Il magistrato della pubblica accusa non dovette faticare molto per convincere la giuria della sua colpevolezza. Nè il giudice, James C. Kimbrough dovette fare altro che guardare il codice penale dell’Indiana per scoprire che in quello Stato la legge permetteva la condanna a morte e l’esecuzione di chi avesse compiuto dieci anni.
Con i suoi quindici, Paula era ben oltre la soglia.
E invece fu proprio lei, con quella condanna a morte giudiziariamente inappellabile e umanamente insopportabile, a costringere uno Stato, una nazione, la magistratura ai massimi livelli a guardare negli occhi una legislazione che permetteva di mettere a morte bambini e poco più che bambini.
Non furono neppure la mobilitazione prevedibile delle organizzazioni contro la pena capitale, poi l’interessamento di Papa Wojtyla, attraverso un sacerdote italiano di Campobasso, don Vito Bracone, che scrisse al governatore dell’Indiana a smuovere e commuovere. In molte altre occasioni, come nella vicenda di Joe O’Donnel in Virginia, il Vaticano sarebbe intervenuto senza successo per chiedere clemenza.
Contribuì molto anche il comportamento di Paula in carcere.
Ieri, quando è uscita dalla prigione di Rockville, in Indiana, la sua scheda personale aveva annotato 23 violazioni minori dei regolamenti in un quarto di secolo dietro le sbarre. Sono molti i casi di criminali violenti, di serial killer, di detenuti in attesa del boia che scoprono vocazioni religiose, che si trasformano in consiglieri e guide spirituali per i più giovani, senza convincere giudici e governatori a commutare la pena. Paula Cooper non aveva neppure mai chiesto nulla, dopo la confessione, che non ritrattò mai, e la condanna. «Il carcere serve a riabilitare soltanto coloro che si vogliono riabilitare » disse in un’intervista alla network CBS.
I nipoti della insegnante coi capelli turchini l’avevano pubblicamente perdonata.
Fu la Corte Suprema dell’Indiana a smuovere il macigno della legge. Per l’intervento di Amnesty International, che aveva portato il caso di Paula davanti a quella magistratura, mentre volavano le due milioni di firme di cittadini italiani raccolte da don Bracone, la Corte sentenziò nel 1989 che Paula Cooper non poteva essere messa a morte e la sua condanna doveva essere tramutata in 60 anni di carcere.

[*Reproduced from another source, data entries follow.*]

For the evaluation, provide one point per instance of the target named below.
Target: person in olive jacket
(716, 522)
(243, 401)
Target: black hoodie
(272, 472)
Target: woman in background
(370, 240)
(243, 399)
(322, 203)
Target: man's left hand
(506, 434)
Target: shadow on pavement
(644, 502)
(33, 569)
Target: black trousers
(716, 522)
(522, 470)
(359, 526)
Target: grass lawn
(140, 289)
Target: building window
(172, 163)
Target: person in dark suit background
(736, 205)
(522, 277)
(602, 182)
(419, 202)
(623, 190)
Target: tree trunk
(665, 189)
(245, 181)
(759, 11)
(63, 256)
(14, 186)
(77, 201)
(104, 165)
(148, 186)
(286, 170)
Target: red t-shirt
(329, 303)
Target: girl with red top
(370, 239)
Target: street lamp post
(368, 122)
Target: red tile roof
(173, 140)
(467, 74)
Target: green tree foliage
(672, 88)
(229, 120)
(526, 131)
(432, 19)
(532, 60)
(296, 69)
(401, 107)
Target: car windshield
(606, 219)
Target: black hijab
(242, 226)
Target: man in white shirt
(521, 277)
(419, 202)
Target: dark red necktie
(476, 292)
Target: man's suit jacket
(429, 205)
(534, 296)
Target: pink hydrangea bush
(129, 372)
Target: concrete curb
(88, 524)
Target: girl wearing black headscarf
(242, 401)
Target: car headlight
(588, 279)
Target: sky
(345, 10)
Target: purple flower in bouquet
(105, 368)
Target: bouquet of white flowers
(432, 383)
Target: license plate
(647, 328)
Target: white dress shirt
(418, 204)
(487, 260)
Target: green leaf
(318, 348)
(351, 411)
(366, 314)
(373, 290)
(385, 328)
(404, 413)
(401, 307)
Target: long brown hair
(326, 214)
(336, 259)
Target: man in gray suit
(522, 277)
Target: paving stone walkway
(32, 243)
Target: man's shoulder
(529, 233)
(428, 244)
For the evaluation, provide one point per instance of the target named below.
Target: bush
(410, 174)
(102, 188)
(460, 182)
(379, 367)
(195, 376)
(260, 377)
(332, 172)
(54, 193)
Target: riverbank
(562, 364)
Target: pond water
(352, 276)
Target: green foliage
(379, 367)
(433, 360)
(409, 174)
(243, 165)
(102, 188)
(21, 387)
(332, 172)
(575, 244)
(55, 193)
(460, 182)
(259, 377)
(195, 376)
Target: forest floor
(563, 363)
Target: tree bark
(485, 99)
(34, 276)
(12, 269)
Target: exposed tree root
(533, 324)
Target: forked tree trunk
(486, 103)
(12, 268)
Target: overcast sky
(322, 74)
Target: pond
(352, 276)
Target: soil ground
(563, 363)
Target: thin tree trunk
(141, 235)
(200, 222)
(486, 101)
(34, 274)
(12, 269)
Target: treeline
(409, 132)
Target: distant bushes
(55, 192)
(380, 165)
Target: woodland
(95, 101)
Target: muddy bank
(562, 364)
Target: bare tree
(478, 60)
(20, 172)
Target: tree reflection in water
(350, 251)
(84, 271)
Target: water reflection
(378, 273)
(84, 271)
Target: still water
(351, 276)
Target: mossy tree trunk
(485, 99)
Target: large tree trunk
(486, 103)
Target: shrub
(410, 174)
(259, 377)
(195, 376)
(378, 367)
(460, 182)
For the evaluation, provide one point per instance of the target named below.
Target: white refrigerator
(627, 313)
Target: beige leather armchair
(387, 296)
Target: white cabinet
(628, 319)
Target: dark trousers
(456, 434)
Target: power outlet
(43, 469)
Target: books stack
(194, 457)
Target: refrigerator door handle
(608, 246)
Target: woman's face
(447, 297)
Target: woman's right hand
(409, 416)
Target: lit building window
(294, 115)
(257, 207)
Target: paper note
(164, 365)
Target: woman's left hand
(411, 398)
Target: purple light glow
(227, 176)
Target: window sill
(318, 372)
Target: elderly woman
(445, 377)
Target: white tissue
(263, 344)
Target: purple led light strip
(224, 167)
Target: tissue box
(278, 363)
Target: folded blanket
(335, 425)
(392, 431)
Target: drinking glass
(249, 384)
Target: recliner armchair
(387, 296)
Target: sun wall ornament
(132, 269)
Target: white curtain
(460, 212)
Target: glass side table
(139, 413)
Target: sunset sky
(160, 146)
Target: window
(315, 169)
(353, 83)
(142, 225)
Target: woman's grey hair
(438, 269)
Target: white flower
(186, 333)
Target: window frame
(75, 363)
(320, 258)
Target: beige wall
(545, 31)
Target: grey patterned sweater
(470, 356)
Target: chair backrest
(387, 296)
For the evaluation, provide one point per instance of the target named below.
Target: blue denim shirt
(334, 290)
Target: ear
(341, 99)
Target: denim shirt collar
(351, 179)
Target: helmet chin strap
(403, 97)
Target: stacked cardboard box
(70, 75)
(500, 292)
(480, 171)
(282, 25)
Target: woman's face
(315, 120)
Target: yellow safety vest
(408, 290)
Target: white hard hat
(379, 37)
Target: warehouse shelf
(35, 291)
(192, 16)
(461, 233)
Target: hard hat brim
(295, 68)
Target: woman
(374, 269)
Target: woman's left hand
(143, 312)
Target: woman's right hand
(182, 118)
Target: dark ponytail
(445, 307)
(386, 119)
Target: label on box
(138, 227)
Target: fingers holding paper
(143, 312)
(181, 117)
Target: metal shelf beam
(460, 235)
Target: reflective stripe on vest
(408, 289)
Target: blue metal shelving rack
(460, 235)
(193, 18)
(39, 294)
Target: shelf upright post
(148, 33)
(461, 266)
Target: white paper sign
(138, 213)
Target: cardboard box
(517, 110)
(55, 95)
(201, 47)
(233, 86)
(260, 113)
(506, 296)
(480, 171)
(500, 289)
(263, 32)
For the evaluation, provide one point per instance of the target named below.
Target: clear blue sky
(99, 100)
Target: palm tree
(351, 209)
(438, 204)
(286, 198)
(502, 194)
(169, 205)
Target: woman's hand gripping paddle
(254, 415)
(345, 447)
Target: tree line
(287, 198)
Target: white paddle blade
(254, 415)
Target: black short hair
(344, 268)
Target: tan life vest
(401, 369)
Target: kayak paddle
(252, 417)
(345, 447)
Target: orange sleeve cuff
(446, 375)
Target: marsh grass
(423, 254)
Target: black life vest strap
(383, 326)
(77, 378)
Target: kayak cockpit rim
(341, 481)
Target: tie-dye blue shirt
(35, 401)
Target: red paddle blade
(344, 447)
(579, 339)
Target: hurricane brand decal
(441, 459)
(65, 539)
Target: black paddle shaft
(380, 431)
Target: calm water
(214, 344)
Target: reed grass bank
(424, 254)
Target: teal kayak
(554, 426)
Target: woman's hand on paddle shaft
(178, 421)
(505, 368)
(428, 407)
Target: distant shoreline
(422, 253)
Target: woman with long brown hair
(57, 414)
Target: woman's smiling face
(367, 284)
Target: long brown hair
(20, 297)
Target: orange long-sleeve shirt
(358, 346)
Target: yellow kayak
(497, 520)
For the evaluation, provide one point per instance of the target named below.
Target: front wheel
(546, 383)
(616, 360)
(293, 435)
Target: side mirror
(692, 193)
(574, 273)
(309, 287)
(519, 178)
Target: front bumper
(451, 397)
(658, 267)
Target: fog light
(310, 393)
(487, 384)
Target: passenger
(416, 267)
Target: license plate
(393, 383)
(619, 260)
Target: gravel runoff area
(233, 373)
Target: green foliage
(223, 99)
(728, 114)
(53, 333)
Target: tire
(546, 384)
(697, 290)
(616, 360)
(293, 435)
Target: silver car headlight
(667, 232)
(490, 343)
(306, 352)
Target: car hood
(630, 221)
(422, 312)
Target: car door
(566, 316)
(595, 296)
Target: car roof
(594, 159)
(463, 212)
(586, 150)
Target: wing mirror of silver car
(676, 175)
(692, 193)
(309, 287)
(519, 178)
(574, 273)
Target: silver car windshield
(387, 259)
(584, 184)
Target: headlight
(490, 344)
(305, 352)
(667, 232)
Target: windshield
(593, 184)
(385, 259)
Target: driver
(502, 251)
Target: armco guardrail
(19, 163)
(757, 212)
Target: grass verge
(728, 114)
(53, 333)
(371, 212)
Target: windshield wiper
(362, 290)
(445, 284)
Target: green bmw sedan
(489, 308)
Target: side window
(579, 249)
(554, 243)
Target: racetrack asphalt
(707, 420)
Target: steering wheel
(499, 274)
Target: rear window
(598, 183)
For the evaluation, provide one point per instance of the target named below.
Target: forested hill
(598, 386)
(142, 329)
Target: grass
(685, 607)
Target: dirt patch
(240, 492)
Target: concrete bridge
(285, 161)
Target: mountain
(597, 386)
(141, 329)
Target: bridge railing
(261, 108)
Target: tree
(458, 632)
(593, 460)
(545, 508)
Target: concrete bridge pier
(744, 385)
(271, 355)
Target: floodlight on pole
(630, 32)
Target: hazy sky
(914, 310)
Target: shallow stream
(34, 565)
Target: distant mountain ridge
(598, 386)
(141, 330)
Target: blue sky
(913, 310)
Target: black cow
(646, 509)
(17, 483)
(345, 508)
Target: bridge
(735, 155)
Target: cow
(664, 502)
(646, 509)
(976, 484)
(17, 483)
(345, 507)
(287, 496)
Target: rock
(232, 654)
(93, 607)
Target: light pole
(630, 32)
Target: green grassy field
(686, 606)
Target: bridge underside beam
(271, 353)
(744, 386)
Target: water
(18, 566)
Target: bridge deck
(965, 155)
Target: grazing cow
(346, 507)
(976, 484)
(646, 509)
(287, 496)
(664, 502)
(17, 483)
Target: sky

Sarebbero trascorsi altri sedici anni, fino al 2005, per arrivare a una sentenza della Corte Suprema degli Stati Uniti, dunque valida per tutti gli Stati, che vieta l’esecuzione di chi abbia commesso il reato prima della maggiore età, i 18anni.
E’ uscita per buona condotta, con i 75 dollari d’ordinanza previsti dalla legge e abiti regalati di seconda mano, perchè quelli che indossava a 16 anni non vestono più una donna di 43. Paula si è laureata studiando in carcere, con un titolo quadriennale in discipline umanistiche e una sotto-specializzazione in psicologia. Una foto la mostra raggiante, con la toga nera sulle spalle e il tocco in testa mentre riceve la laurea. Gliela porge, mentre le stringe la mano nella cerimonia, la preside della facoltà di studi umanistici, un’anziana insegnante molto più piccola di lei, con i capelli lievemente azzurri e con le spalle graciline sotto la toga. Forse le vecchie insegnanti sono come i vecchi soldati. Non muoiono davvero mai, fino a quando ci saranno studenti e scolari.